I'm in Boston at the moment, but in my mind I'm thinking about the rotten apples on the steps going down into Burroughs Park in Flint. I've been walking up and down those steps for more than 20 years, and this time of year, an apple tree on the north side of the steps drops its apples and nobody ever does anything about it. So they drop and get in your way when they're still hard, and then they soften and turn brown and send up the most remarkable, tangy scent.
At first it's spicy and the nose dilates like my cat's noses in the morning when they first come up from the basement and sit in the kitchen window sniffing out little birds and squirrel pheromones. Our noses are designed to dredge in information -- is this good to eat? What does this signify? I like how my nose reacts to rotten apples. I don't want to eat them, but it seems to signify rich dynamic nature and the turning of the season.

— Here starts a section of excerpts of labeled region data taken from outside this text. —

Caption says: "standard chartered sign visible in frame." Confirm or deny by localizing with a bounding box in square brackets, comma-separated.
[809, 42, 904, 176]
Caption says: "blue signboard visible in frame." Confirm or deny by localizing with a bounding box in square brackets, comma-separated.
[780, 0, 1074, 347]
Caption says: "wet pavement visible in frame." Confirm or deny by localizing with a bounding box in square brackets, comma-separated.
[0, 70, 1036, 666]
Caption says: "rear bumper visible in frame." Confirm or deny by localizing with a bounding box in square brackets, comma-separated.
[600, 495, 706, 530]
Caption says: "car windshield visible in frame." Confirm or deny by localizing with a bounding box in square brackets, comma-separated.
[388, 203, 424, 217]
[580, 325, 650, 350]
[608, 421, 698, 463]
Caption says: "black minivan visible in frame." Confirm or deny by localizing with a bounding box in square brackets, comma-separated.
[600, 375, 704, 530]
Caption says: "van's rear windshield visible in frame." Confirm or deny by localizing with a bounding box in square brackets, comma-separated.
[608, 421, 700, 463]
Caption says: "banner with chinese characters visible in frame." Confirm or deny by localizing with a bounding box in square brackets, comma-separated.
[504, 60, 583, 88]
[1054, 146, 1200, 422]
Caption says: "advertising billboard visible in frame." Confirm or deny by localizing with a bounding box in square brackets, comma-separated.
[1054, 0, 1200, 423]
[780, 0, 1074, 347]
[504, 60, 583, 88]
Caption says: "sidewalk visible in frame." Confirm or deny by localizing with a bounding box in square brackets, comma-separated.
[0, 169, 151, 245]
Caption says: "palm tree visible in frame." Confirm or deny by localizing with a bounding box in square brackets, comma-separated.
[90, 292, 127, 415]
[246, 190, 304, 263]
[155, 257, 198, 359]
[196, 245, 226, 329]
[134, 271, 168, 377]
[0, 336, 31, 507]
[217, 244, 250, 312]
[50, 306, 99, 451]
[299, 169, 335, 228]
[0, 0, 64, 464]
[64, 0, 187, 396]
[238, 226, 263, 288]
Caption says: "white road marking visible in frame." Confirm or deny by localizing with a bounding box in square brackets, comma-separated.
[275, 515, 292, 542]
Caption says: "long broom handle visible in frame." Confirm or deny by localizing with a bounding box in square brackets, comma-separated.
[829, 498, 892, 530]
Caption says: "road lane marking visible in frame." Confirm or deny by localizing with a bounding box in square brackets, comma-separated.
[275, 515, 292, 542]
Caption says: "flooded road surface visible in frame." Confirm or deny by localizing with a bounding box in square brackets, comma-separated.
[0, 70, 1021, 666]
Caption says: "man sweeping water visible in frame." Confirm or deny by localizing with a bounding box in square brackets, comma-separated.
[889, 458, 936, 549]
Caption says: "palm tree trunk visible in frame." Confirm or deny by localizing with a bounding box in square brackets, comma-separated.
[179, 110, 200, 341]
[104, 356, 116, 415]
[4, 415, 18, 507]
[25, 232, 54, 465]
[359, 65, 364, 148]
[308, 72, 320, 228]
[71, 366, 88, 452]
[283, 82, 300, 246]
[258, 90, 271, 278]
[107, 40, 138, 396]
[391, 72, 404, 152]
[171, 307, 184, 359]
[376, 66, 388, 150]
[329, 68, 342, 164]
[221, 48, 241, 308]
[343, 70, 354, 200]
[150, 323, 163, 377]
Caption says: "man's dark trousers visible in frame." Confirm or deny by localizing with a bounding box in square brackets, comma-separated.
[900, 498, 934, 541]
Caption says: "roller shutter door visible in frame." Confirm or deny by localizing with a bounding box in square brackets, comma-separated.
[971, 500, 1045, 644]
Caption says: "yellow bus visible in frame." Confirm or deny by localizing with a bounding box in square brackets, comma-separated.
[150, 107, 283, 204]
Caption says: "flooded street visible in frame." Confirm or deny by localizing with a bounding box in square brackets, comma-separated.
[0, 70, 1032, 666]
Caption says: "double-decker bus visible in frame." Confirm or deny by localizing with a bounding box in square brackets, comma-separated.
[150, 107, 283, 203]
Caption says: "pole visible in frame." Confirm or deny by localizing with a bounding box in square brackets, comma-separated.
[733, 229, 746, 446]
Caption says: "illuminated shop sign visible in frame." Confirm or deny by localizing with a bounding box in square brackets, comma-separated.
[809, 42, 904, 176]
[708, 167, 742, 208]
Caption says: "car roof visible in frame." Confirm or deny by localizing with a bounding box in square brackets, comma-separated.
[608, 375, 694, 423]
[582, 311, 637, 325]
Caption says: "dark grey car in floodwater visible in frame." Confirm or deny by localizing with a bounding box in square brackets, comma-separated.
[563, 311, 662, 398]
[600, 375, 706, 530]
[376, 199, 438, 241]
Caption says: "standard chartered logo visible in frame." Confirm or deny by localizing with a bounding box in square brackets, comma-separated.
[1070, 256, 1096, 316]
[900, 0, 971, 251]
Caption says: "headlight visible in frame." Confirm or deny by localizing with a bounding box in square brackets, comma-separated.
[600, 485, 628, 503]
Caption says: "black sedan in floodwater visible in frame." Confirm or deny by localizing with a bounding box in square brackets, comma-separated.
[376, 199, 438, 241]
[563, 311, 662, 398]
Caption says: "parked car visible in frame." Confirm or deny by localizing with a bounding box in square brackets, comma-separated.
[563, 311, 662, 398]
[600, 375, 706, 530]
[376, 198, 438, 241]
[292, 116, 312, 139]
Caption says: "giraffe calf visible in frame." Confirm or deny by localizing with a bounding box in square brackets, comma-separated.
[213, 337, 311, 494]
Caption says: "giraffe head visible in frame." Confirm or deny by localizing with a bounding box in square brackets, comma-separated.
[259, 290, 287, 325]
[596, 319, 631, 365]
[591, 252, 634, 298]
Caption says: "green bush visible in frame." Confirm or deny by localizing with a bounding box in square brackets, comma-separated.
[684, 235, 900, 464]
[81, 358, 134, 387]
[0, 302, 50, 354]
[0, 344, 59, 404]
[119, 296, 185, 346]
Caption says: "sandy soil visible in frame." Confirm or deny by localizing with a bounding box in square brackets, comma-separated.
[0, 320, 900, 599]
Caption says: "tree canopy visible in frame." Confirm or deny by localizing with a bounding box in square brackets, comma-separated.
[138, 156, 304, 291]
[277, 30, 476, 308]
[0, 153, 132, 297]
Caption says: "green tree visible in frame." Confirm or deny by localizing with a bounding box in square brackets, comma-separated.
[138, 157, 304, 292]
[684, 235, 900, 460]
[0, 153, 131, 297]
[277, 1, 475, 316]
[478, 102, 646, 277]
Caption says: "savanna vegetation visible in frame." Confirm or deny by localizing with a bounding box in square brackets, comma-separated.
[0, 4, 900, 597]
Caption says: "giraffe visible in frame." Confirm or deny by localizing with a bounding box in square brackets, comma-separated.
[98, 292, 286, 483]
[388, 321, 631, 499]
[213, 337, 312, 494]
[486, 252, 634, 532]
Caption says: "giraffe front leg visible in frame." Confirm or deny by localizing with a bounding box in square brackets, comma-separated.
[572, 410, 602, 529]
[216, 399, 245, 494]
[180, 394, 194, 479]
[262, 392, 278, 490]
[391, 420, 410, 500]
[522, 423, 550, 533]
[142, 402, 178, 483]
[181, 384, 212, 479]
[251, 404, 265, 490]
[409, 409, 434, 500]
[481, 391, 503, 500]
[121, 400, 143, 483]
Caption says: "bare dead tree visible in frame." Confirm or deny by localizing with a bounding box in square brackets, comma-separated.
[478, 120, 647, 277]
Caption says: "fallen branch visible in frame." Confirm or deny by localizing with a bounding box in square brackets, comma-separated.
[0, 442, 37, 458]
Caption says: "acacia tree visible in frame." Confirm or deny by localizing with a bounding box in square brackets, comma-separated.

And my father. I remember my father when I smell rotten apples. In our one acre in McDonaldsville in Jackson Township in Ohio in the early 50s, he planted a miniature orchard of pear trees and a variety of apples -- I noted some of the varieties he loved in my oldy poem "World Travelers." He loved those apple trees. He thought one should not interfere with the apple drops -- he thought that was part of the plan for the other critters -- rabbits and birds, I guess. And he thought rotten apples did as they were meant to, sinking fragrantly back into the soil (humus, he proudly called it, a product of human planning he always believed in and cultivated -- he thought it was his responsibility to add to the humus layer). So those brown rotting apples were part of my father's world view, and also of my childhood, when I'd walk back there and be a little intimidated by their flagrant and fragrant journey back into the earth.